En el corazón de un abarrotado pueblo, había una pequeña pastelería donde la gente iba para darse un capricho de vez en cuando. Aquel día estaba bastante llena de gente, pero todos muy callados, un ambiente silencioso y aburrido. Unos mirando el móvil y otros mirando al suelo.
Martín, un niño de cinco años con un encanto particular para las rabietas, estaba aburrido de comer siempre lo mismo… si no eran tartas de queso eran galletas de chocolate, ¡siempre la misma cosa!
Entre lágrimas y sollozos, expresaba su frustración: «¡Pero mamá, aquí no hay nada interesante!». Su madre, al borde de la desesperación, intentaba calmarlo sin éxito, mientras otros clientes miraban de reojo con cara de asco. Qué niño tan maleducado… pensaban.
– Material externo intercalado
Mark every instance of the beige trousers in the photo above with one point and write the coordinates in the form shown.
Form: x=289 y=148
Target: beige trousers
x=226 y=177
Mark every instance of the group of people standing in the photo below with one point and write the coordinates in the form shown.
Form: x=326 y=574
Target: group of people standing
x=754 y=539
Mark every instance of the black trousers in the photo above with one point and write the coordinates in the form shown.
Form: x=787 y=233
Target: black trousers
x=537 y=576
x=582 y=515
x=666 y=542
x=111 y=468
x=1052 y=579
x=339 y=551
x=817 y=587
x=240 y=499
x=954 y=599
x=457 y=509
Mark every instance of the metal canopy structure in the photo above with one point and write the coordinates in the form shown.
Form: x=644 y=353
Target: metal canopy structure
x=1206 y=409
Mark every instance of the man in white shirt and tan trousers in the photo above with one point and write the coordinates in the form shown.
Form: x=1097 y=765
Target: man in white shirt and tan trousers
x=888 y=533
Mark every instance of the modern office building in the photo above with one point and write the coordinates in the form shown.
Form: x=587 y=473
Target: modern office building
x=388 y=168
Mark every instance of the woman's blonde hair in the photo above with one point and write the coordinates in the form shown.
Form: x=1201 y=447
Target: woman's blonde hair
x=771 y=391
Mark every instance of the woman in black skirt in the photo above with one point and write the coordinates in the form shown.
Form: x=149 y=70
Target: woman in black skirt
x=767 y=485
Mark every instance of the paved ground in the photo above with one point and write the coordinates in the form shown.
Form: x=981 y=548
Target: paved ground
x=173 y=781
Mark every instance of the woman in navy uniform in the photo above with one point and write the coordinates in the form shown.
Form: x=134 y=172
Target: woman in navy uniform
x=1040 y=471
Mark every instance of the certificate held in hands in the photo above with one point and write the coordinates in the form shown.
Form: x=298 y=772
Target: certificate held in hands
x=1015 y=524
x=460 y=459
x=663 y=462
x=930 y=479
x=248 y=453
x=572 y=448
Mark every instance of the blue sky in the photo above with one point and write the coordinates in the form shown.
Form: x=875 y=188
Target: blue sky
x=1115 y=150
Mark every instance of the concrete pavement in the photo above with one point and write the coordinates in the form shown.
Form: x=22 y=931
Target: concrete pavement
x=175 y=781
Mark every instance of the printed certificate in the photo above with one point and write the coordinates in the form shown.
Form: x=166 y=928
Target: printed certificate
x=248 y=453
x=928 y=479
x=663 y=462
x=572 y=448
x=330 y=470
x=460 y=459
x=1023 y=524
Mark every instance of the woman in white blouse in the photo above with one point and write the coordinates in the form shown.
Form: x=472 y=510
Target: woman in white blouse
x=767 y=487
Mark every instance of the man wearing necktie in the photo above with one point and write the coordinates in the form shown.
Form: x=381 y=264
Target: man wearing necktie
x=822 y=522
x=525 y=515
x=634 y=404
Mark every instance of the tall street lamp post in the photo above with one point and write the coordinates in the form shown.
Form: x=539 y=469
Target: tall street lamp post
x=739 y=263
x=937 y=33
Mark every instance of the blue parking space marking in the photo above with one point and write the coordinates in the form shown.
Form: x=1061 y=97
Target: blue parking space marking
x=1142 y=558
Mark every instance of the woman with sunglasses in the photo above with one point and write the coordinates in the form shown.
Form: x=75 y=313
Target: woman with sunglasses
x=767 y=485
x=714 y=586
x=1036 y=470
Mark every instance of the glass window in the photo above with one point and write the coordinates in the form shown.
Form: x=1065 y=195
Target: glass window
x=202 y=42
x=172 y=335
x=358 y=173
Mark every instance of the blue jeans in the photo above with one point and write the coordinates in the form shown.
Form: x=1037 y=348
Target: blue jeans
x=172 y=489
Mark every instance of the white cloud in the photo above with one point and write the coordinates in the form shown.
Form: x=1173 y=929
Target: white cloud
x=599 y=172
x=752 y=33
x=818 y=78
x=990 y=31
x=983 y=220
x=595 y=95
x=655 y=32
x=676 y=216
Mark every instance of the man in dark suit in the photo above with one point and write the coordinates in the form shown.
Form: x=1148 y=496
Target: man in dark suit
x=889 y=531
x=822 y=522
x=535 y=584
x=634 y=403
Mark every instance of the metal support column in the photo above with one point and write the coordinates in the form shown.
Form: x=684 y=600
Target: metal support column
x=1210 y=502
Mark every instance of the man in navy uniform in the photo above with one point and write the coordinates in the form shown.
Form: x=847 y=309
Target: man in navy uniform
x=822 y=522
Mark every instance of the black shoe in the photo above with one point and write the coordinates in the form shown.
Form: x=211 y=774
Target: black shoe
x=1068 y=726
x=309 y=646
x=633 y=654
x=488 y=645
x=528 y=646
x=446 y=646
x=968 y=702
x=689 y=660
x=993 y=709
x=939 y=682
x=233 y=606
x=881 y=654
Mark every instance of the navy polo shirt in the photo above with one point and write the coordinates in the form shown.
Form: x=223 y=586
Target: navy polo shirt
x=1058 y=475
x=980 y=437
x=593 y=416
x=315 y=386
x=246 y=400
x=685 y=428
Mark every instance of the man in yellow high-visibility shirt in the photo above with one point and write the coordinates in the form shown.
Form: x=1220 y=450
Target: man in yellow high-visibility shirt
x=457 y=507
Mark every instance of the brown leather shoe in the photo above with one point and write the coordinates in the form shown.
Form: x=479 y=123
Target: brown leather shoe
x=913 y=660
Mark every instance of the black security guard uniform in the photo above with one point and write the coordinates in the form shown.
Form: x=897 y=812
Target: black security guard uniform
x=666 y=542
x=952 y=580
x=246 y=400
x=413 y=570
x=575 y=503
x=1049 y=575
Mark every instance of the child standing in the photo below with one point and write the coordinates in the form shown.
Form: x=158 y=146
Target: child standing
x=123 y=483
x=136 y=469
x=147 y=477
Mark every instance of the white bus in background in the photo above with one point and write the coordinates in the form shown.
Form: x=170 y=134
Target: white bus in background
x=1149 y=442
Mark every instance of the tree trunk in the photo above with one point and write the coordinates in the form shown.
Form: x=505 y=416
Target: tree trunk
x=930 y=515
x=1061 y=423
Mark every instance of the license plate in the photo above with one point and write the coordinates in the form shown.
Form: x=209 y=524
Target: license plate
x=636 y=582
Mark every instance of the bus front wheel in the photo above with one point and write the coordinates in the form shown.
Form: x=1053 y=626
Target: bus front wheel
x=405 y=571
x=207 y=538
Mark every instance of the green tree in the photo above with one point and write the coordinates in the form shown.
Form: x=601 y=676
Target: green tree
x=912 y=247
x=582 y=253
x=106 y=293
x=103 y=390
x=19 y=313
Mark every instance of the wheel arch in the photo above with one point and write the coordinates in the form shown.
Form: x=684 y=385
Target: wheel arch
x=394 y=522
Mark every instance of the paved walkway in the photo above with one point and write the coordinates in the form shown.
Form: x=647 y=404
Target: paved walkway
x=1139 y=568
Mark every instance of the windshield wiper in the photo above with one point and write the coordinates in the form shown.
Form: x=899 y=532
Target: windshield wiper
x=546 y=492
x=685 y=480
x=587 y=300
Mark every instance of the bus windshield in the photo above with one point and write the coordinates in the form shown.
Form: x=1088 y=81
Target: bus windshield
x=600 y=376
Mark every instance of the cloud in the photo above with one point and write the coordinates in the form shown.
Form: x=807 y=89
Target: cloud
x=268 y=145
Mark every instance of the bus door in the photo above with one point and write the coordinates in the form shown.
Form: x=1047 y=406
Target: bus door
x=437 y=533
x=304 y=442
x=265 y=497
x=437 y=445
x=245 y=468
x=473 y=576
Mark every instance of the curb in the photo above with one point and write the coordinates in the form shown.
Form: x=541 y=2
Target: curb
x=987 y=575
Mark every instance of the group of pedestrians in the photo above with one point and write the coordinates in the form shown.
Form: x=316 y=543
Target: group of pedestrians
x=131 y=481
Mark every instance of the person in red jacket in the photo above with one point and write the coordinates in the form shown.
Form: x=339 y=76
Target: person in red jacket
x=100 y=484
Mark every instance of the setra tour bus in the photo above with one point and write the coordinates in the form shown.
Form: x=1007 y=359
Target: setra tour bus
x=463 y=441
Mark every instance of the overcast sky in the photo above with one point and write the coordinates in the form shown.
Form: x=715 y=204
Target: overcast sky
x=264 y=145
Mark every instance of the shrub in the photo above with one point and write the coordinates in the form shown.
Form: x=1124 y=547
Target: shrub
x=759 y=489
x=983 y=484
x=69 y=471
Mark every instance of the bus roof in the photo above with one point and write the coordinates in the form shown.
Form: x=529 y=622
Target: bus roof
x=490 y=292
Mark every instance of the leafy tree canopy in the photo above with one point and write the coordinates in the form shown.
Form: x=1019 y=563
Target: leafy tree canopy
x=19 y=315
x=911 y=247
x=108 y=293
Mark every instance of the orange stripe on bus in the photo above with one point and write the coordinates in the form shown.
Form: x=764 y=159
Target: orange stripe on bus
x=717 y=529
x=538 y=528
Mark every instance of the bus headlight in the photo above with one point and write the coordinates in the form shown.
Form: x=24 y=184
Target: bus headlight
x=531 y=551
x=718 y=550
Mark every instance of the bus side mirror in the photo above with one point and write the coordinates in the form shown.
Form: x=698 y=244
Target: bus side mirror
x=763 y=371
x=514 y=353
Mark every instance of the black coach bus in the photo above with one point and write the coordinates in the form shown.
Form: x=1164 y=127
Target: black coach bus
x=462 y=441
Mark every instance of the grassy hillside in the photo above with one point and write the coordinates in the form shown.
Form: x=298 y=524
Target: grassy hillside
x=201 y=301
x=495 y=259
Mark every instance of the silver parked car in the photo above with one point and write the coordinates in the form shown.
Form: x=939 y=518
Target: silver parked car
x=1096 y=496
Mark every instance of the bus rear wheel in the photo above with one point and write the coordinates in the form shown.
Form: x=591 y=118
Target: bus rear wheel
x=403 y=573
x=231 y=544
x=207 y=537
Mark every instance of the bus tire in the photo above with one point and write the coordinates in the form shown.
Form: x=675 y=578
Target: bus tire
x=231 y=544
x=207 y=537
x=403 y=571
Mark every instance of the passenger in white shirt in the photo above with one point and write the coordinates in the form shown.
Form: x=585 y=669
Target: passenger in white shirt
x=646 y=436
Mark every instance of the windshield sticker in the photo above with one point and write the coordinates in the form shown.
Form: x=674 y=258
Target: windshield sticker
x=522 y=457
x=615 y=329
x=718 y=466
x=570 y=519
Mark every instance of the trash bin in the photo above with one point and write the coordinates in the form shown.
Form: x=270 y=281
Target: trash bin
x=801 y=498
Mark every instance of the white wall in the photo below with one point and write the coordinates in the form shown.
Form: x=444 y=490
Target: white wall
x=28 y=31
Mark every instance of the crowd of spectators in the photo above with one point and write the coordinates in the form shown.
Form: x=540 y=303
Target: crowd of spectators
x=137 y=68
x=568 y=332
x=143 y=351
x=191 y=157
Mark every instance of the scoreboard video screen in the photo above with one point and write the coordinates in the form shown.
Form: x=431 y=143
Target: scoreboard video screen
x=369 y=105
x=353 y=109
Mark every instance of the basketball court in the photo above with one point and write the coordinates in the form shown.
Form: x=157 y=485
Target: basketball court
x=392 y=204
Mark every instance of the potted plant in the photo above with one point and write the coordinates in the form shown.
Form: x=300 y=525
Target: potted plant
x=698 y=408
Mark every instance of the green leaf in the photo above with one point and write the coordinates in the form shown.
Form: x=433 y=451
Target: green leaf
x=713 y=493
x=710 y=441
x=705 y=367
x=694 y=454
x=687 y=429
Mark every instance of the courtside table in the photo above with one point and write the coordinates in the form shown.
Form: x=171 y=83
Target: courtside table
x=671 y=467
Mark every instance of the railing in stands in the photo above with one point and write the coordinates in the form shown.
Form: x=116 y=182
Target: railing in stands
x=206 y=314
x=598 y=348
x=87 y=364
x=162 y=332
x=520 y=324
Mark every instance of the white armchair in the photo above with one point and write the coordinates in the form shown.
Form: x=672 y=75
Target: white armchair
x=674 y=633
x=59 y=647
Desde una esquina alta de la tienda, oculta detrás de la lámpara, observaba Dulcinea, una Magikita diminuta con un vestido hecho de envoltorios de caramelos y un sombrero puntiagudo adornado con un lazo de crema. Sentía una gran empatía por las emociones del niño y sabía que era su momento de actuar.
Con una sonrisa traviesa, Dulcinea agitó su pequeña varita, esparciendo un polvo mágico sobre los dulces. De repente, los dulces comenzaron a cambiar de sabor de manera caprichosa. Chocolate que sabía a fresa, caramelos con sabor a pizza, tartas de mil colores y gominolas que cambiaban de sabor con cada mordida.
Martín, sorprendido por el cambio repentino, se secó las lágrimas y con curiosidad comenzó a probar uno tras otro. Con cada nuevo sabor, su enfado se transformaba en asombro y risas. «¡Mamá, prueba esto, sabe a cinturón de cuero…. y ahora parece crema de pistachos!», exclamaba con alegría.
Los otros clientes, intrigados por la alegría del niño, empezaron a probarlo todo también, eligiendo dulces al azar y compartiendo sus experiencias sorprendentes. Ya nadie miraba su móvil, la tienda se llenó de risas y conversaciones animadas, mientras todos disfrutaban del encanto inesperado.
Dulcinea, desde su escondite, sonreía satisfecha al ver cómo su magia no solo había calmado una rabieta, sino que también había transformado un día ordinario en uno lleno de sorpresas y felicidad compartida.
Al final del día, Martín y su madre salieron de la tienda con una bolsa llena de dulces mágicos, y el pequeño prometió volver pronto para descubrir nuevos sabores. Dulcinea, feliz por el trabajo bien hecho, se preparaba para su próxima aventura mágica, sabiendo que pequeños actos de magia pueden traer grandes alegrías.